TRILLIUM: Trilliums are the quintessential Eastern woodland wildflower. They bloom in mid-spring with three upright to reflexed colored petals set off by three triangular green sepals and three ruffly leaves. They spread slowly to form sizeable clumps if given organic soil and kept from drying out. PSH-FSH, summer dormant. Native.
New Trillium cuneatum (Whippoorwill Toadshade), 6-18”, variable flowers usually purple, strikingly variegated leaves, native.
T. recurvatum (Prairie Trillium), 6-18”, dark maroon, recurved flowers, dark green leaves with light green mottling, native to eastern North America.
New Veronica cultivars Creeping Speedwell
S-PSH 4-6” spreading groundcover
Semi-evergreen leaves with burgundy highlights in spring and fall spread to form a delicate groundcover that is excellent for edging beds. The long-flowering lavender-blue (‘Waterperry Blue’) or bright blue (‘Georgia Blue’) blooms appear from mid-spring into fall. Although the plastic tag says full sun, I grow mine in an east facing location under a Japanese maple.
VIOLA: I have a weakness for violets and have been collecting as many kinds as I can find in a variety of colors. They are easy to grow in any soil and often make a great groundcover, even under walnuts. PSH-FSH, 4-6”, self-sow.

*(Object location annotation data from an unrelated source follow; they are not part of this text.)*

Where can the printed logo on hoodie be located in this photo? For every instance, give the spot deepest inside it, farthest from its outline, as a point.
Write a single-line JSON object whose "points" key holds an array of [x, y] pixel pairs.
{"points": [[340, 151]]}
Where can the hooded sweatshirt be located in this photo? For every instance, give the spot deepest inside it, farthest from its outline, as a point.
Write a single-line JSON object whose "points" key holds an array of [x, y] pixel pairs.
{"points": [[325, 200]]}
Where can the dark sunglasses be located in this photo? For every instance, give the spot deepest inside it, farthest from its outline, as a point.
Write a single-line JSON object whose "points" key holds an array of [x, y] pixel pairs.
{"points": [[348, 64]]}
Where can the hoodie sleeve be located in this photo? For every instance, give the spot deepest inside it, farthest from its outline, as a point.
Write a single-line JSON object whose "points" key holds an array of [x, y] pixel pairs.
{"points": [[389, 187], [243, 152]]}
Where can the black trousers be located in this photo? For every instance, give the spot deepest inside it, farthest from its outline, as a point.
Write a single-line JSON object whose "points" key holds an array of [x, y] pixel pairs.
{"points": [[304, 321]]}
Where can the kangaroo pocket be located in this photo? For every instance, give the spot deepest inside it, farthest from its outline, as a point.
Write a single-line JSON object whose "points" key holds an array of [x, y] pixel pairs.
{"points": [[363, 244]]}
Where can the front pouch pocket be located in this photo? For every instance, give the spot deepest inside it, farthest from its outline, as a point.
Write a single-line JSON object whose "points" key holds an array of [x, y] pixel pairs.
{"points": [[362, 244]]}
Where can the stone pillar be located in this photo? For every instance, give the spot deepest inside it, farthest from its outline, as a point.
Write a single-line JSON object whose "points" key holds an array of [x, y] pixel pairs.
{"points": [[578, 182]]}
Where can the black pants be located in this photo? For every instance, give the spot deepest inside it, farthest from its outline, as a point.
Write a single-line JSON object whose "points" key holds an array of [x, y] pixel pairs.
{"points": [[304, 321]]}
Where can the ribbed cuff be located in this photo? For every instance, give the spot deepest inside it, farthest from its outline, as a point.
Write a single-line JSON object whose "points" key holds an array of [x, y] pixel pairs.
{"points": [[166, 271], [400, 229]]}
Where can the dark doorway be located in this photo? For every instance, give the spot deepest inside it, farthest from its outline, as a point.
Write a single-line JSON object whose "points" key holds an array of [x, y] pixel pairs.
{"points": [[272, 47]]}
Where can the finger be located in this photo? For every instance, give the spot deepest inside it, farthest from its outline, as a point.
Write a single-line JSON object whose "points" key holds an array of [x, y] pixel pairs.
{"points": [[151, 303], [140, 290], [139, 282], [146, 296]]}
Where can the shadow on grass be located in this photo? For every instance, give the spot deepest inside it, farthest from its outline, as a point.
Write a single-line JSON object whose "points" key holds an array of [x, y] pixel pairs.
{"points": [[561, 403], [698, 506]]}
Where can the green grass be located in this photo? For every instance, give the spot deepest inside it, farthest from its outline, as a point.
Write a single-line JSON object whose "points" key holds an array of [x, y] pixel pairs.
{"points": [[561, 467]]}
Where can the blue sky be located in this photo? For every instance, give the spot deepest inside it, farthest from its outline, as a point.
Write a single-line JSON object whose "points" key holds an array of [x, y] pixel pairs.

V. labradorica (Labrador Violet), large flush of lavender flowers in spring, reblooms reliably until heavy frost, beautiful dark purple leaves, native to U.S.
V. riviniana—dark pink form (Common Dog Violet), clear pink flowers—very unusual, recommend preorder.
V. species (White Violet), pure white flowers, spreads quickly to form excellent groundcover, native.
V. species (Yellow Violet), bright yellow flowers, recommend preorder.